Salt Lake City Family History Conference: Family connections help create 'spirit of unity'
Keith Johnson, Deseret News
Family connects us: to each other, to the planet, to the ages. Family tells us who we are, how we belong.
So, of all the things to celebrate in this life, family history ranks very high on the list.
That was the message of a special program held Thursday night in the Conference Center as part of the National Genealogical Society 2010 Family History Conference being held in Salt Lake City.
"A Celebration of Family History," was organized by FamilySearch, a division of The Church of Jesus Christ of Latter-day Saints, and was a multimedia presentation featuring remarks by Henry B. Eyring, First Counselor in the First Presidency of the church; David McCullough, author, historian and two-time Pulitzer Prize winner; music by the Mormon Tabernacle Choir; and a series of video vignettes depicting the importance of family history.
"This is a remarkable community devoted to the knitting together of hearts that cross generations," President Eyring said, as he talked of his personal experiences with the community's "spirit of unity."
He talked of the "miraculous flowering of this work," and how truly prophetic were the words of a circular printed in 1846 by a fledgling society in New England that said "the minds of men are naturally moved to know something of their progenitors."
Eyring said he had a personal witness of how young people are drawn to forge family connections when he read the journal of his grandfather that has been transcribed by his mother. "I changed the way I thought of myself when I read that he thought his life was part of a great historical pattern that reached beyond himself. I thought my life might matter and I should live it as well as I could."
That same sense of history has been important to McCullough throughout his life as he has looked deeply into the lives of others.
"I've never known much about the subjects I've written about when I started. Each book was a journey, a hunt, a detective story. That has been the joy of it, the compulsion of it," he said, noting that everyone can share in that joy.
"Curiosity is a wonderful thing. It is accelerative. The more you know, the more you want to know. It's what separates us from the cabbages."
McCullough talked of phrases that should be excised from our vocabulary, such as "self-made man" — "we are all shaped by other people," he said; "foreseeable future" — "there's no such thing. People back then had no more idea how things would turn out than we do." And, "living in the past" — no one lived in the past; they lived in their present and to understand them we have to understand their times."
And, he added, "we should never say 'gone, but not forgotten.' If they are not forgotten, they are not gone. They created the society, the values, the experiences we all live by. We must not lose sight of them."

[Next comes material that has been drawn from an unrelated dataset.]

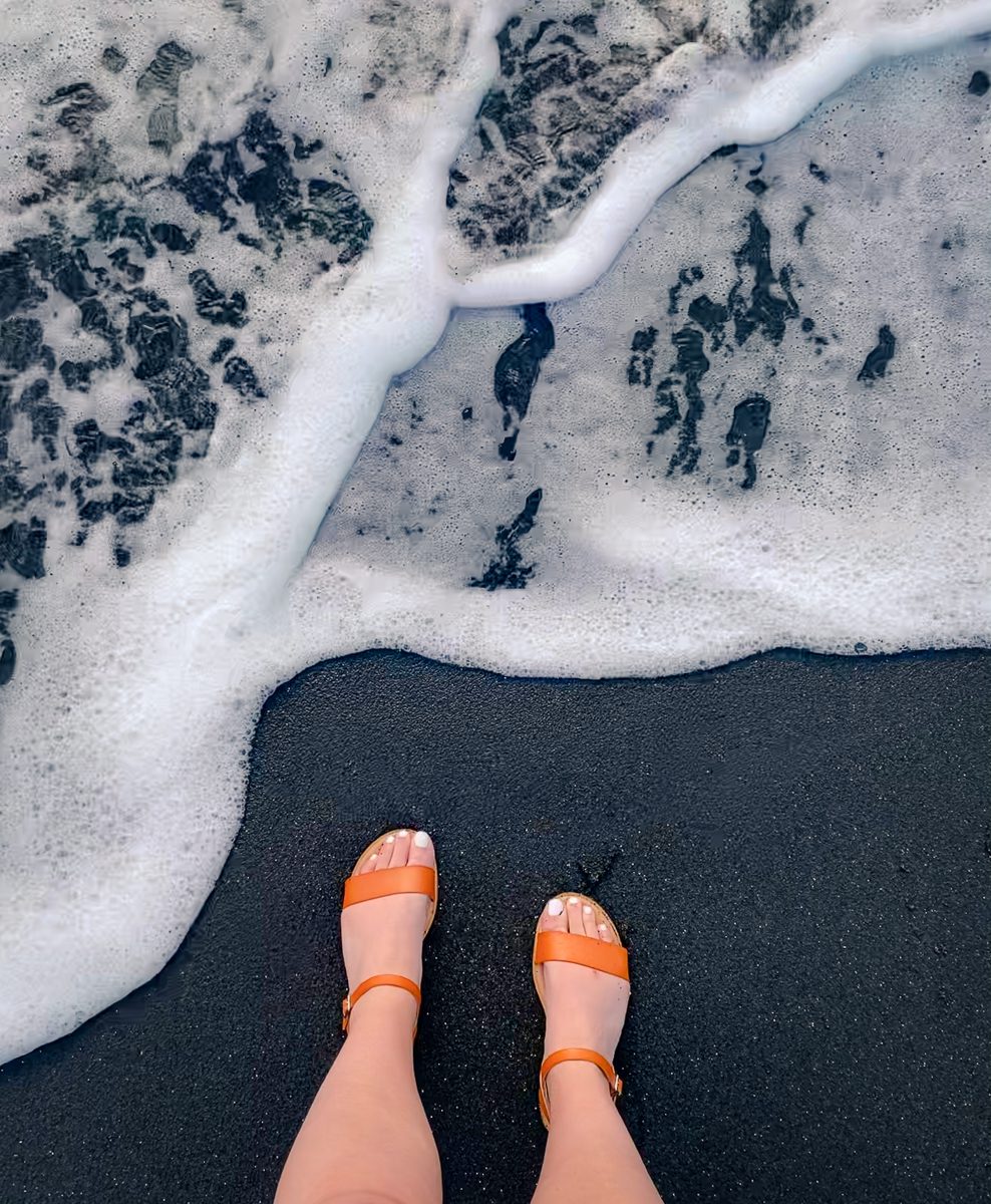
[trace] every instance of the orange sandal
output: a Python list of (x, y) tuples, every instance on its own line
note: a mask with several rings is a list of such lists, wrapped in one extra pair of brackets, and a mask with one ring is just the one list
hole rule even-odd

McCullough talked of visiting Normandy with a Jewish couple, who placed pebbles on the grave of a Jewish soldier. "They said it was their way of staying in touch. That's what we all should be doing. History — whether you call it history or local history or family history — transcends time, transcends nationality, transcends geography. It reminds us that we are all part of the human family. We must stay in touch."
The evening's program was skillfully woven together by video stories of searches for connections, including that of a soldier and prisoner of war in Estonia; a woman who died of leprosy in Hawaii, but not before giving birth and sending away six children; a young boy who found a bond with his Scottish ancestors in the music of bagpipes.
Music by the Tabernacle Choir and Orchestra at Temple Square, under the direction of Mack Wilberg, also added to the power and emotion of the evening, through such folk hymns as "Wayfarin' Stranger," "Morning Has Broken," "Amazing Grace," and the choir's signature "Battle Hymn of the Republic."